Quem ler hoje o texto preambular do Regulamento não encontrará, pois acabou por ser suprimido, quando da sua submissão à Assembleia Geral que o aprovou, este inciso que era a pegada do processo interpretativo que reconduziu a Lei de 2017 ao espírito da Directiva de 2015, que aquela transpôs e sobre a qual o Regulamento foi delineado e, afinal, já a Directiva de 2005. Cito o excerto em causa:
«Comparado com o que poderia decorrer de uma interpretação que atendesse apenas ao teor literal da lei, o presente Regulamento significa avanço ao relevar, numa interpretação teleológica da mesma, o decorrente das Diretivas nas quais se funda em matéria de tutela de segredo profissional dos advogados»
É tempo de terminar.
De todo o exposto, creio ser perceptível estarmos a assistir a um cruzamento contraditório de situações:
a-» por um lado, a redução dos actos próprios de advogados, abrindo a porta à concorrência quanto a eles, por profissionais que não exercem advocacia, pelo que a razão da aplicação da legislação sobre branqueamento de capitais e financiamento do terrorismo encontra neste alargamento subjectivo uma fonte acrescida de legitimação; não se trata já de proteger advogados e apenas advogados, mas sim enfrentar actos que podem, não necessariamente, ser actos de advogados
b-» por outro, uma desconsideração ostensiva da valia do segredo profissional no quadro da desconsideração dos segredos em geral
Naturalmente que, ante a lei em vigor em matéria de branqueamento de capitais e financiamento do terrorismo, inúmeros problemas interpretativos se suscitam, não só quanto ao seu âmbito de extensão, como no que refere ao sentido de alguns dos seus preceitos.
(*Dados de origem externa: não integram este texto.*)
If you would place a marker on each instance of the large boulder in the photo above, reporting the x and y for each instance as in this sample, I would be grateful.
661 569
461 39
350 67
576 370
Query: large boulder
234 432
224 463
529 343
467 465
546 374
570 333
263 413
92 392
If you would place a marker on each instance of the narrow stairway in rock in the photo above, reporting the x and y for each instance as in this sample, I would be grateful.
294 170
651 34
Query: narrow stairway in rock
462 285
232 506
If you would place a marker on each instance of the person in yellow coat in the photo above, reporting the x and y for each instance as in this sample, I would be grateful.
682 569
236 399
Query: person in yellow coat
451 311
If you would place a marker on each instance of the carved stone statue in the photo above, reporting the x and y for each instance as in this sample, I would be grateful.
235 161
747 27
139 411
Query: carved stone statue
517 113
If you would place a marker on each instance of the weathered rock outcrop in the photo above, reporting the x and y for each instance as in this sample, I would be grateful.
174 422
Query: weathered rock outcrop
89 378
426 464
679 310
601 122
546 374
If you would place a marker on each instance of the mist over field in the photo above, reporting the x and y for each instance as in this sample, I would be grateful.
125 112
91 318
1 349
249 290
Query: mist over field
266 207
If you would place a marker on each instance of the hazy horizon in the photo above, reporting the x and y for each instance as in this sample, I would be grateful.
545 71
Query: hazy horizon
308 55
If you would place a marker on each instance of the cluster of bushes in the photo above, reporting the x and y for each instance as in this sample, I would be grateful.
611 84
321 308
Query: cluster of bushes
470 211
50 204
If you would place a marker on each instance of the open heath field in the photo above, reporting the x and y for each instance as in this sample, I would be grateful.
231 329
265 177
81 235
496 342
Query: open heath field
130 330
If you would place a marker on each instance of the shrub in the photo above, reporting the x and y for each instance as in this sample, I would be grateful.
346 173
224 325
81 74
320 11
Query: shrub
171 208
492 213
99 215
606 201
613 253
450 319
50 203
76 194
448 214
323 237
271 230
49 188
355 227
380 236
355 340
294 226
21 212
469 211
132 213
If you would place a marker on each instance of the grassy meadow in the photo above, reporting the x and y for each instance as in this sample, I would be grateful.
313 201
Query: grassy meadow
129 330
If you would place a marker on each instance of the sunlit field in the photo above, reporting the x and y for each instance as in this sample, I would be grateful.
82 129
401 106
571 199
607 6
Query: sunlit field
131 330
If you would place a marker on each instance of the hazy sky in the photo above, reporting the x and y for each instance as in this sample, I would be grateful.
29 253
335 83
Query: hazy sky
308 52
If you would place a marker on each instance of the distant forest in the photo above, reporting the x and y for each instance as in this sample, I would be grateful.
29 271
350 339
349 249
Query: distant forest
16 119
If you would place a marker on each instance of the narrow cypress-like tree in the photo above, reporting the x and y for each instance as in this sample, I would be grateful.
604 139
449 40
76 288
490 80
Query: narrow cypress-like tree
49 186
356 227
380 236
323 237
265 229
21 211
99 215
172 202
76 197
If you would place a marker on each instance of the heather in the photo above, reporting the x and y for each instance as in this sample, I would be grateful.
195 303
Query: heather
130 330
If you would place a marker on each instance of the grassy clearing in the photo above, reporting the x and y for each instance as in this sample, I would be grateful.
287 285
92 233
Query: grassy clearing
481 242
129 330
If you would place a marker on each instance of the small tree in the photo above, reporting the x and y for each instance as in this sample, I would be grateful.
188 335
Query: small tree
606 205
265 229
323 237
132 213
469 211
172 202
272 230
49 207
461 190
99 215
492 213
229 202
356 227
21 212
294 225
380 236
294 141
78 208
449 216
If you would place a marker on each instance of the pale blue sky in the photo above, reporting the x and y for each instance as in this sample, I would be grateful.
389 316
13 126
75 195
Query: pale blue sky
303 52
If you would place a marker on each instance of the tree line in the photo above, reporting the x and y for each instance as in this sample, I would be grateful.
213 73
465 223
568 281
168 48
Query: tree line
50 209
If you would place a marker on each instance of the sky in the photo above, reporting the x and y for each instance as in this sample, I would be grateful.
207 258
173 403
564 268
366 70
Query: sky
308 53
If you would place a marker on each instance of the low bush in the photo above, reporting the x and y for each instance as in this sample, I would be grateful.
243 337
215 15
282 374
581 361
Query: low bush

Suponho, porém, que pode ter sido mais útil ter feito este excurso integrado, convocando o tema, mas integrando-o no âmbito do que é hoje a matéria actual, a dos actos próprios de advogados, ou seja, o futuro da advocacia, tal como a temos conhecido.
Termino. Permitam que cite o que recentemente escrevi naquele meu espaço jurídico, que denominei como Patologia Social:
«Ante a deriva de desregulação capitalista da União Europeia, o futuro passará, estou disso consciente, pelo acantonamento da advocacia ao patrocínio forense, tudo o mais a ser colocado em leilão, adquirível por outras profissões: à lógica do mercado, ao triunfo da concorrência, soma-se a alegada tutela dos consumidores como argumento de vendas da solução e é isso que está na agenda pública.
«À sujeição política de Portugal aos ditames dessa União, soma-se o aliciante governamental ante os fundos financeiros com que a mesma nos acena e são a moeda de troca ante a qual se vende a nossa capacidade soberana de não aceitar, o que não augura liberdade de decidir, antes tráfico de interesses»
Sendo isto assim, o tema relevante é saber em que medida e porque forma, no ambiente actual de maioria absoluta, e tratando-se de matéria da exclusiva competência do Parlamento, será viável inverter a tendência que as leis desde 2008 assinalam e as recentes iniciativas legislativas prefiguram, já não digo quanto aos grandes temas estruturais, mas, ao menos, para aqueles tópicos em que ainda seja viável encontrar consenso a bem do perfil caracterizador da advocacia.